Wednesday 29 January 2020

Three investment banks in frame to underwrite 'rights issue' deal

Joe Brennan

BANK of Ireland has positioned itself to launch a three-pronged €2.5bn-plus plan to raise equity as early as five weeks' time, after changing the date of its financial year-end.

The group has moved the end of its fiscal year from March 31 back to December 31, as it would otherwise have been unable to go to the market to raise equity until the end of May -- for two reasons.

First, BoI would have faced at least a six-week 'closed period' between the end of March and when its full-year figures were published -- when publicly quoted firms are banned from making potential market- moving announcements.

The bank had been expected to publish a management statement yesterday, but did not do so.

And, more importantly, senior corporate finance sources said that no board of an Irish bank would agree to sign up to a share-sale prospectus in the current environment without having a newly audited set of accounts before it.

BoI is preparing to come out at the end of March with results for the nine months to the end of December.

But sources said the timing of anticipated 'rights issue' share sales by the two main banks is still highly uncertain, as Brussels' verdict on their restructuring plans continues to be dragged out.

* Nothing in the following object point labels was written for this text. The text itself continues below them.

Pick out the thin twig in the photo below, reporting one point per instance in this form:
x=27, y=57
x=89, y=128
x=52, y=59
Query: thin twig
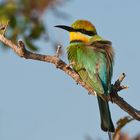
x=21, y=51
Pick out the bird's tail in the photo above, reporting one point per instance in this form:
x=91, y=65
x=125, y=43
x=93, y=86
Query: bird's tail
x=106, y=121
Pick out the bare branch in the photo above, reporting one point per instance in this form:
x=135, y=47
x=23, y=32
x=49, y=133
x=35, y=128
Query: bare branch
x=21, y=51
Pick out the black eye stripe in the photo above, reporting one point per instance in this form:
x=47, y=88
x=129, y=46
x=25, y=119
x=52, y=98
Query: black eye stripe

Hopes that BoI and Allied Irish Banks would have feedback at the end of this month are set to be dashed. Sources said this is due to the recent changeover of top figures in the EU Commission, and the authorities taking a more probing view of Irish banks' viability plans, particularly that of Anglo Irish Bank.

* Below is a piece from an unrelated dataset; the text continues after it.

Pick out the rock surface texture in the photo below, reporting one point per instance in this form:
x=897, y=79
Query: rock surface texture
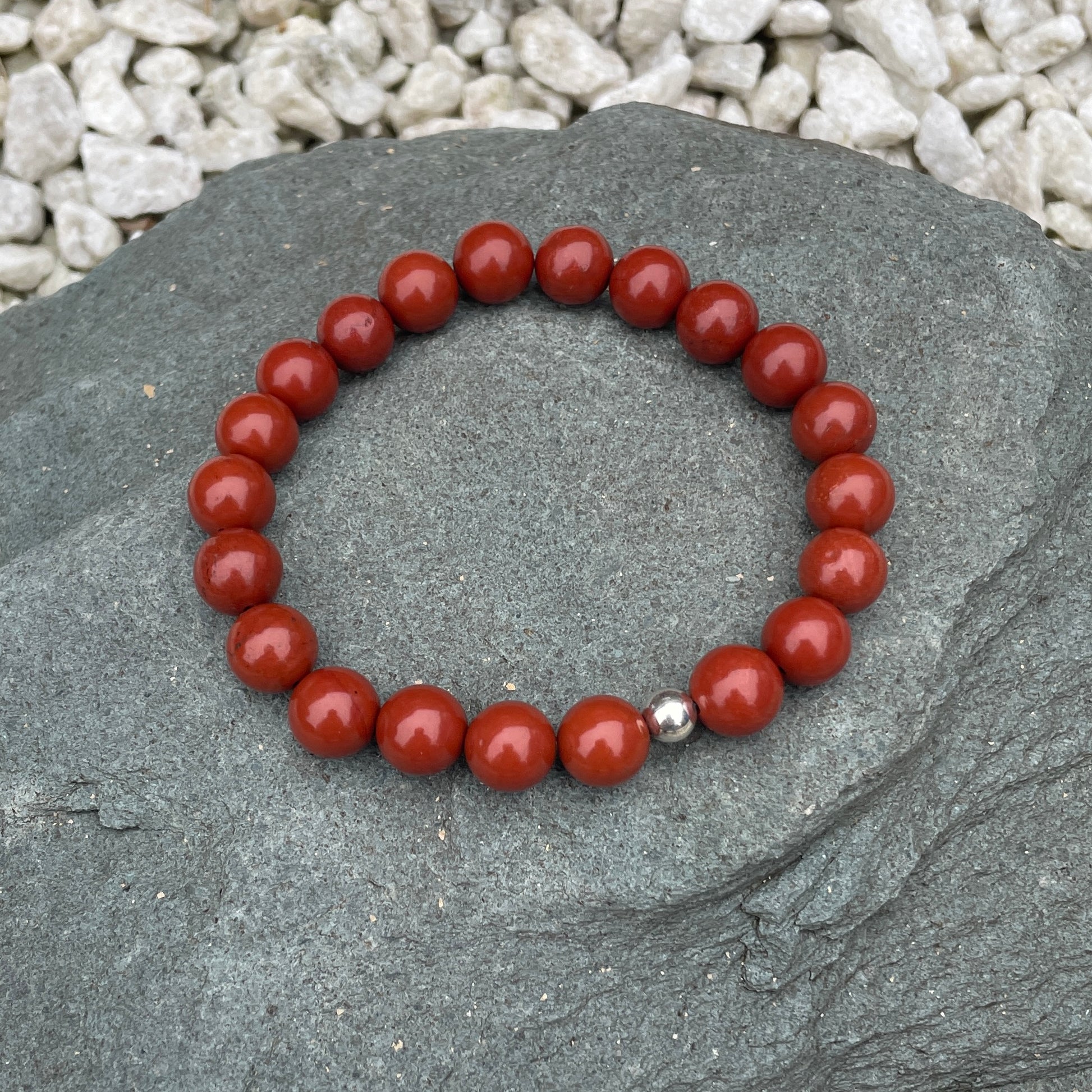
x=886, y=890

Still, they indicated the Commission is at a more advanced stage in signing-off on the National Asset Management Agency (NAMA) project, as the five participating banks race to complete documentation ahead of an expected transfer of the first tranche of loans at the end of next week.

In the meantime, it is understood that three investment banks -- Credit Suisse, Deutsche Bank and UBS -- are lining up to partly underwrite -- or guarantee -- a €1bn-plus, heavily discounted rights issue by BoI.

The Irish Independent reported last month that Credit Suisse had assumed a top advisory role with BoI, after high-flying corporate banker Chris Williams moved to the Swiss investment bank from Citigroup. Both Credit Suisse and UBS, BoI's broker, advised on the group's recent subordinated debt restructuring deal, which raised €405m.

It is also believed that the Government plans to convert a tranche of its €3.5bn of preference shares. The State is also likely to partly underwrite a rights issue.

The final element of the €2.5bn-plus package would see BoI raise in the region of €500m through a conversion of some of its so-called tier 1 and upper 2 subordinated bonds into equity.

Well-informed sources have poured cold water on speculation emanating from London late last week that a private equity or strategic investor could also be brought on board.

Capital-raising plans are integral parts of the EU restructuring plans of both BoI and AIB. Both will have to be in a position to provide prospective investors with clarity on their expected writedowns on NAMA-bound loans as well as their remaining portfolios.

Meanwhile, BoI is locked in talks with the Department of Finance and Commission officials over the treatment of the first €250m dividend due this weekend on the State's preference shares in the bank.

Brussels has placed a coupon 'stopper' on a number of BoI securities, as it continues its deliberations on the bank's restructuring plans. The Government is entitled to shares in lieu of a cash dividend -- equivalent to a 15pc-20pc stake.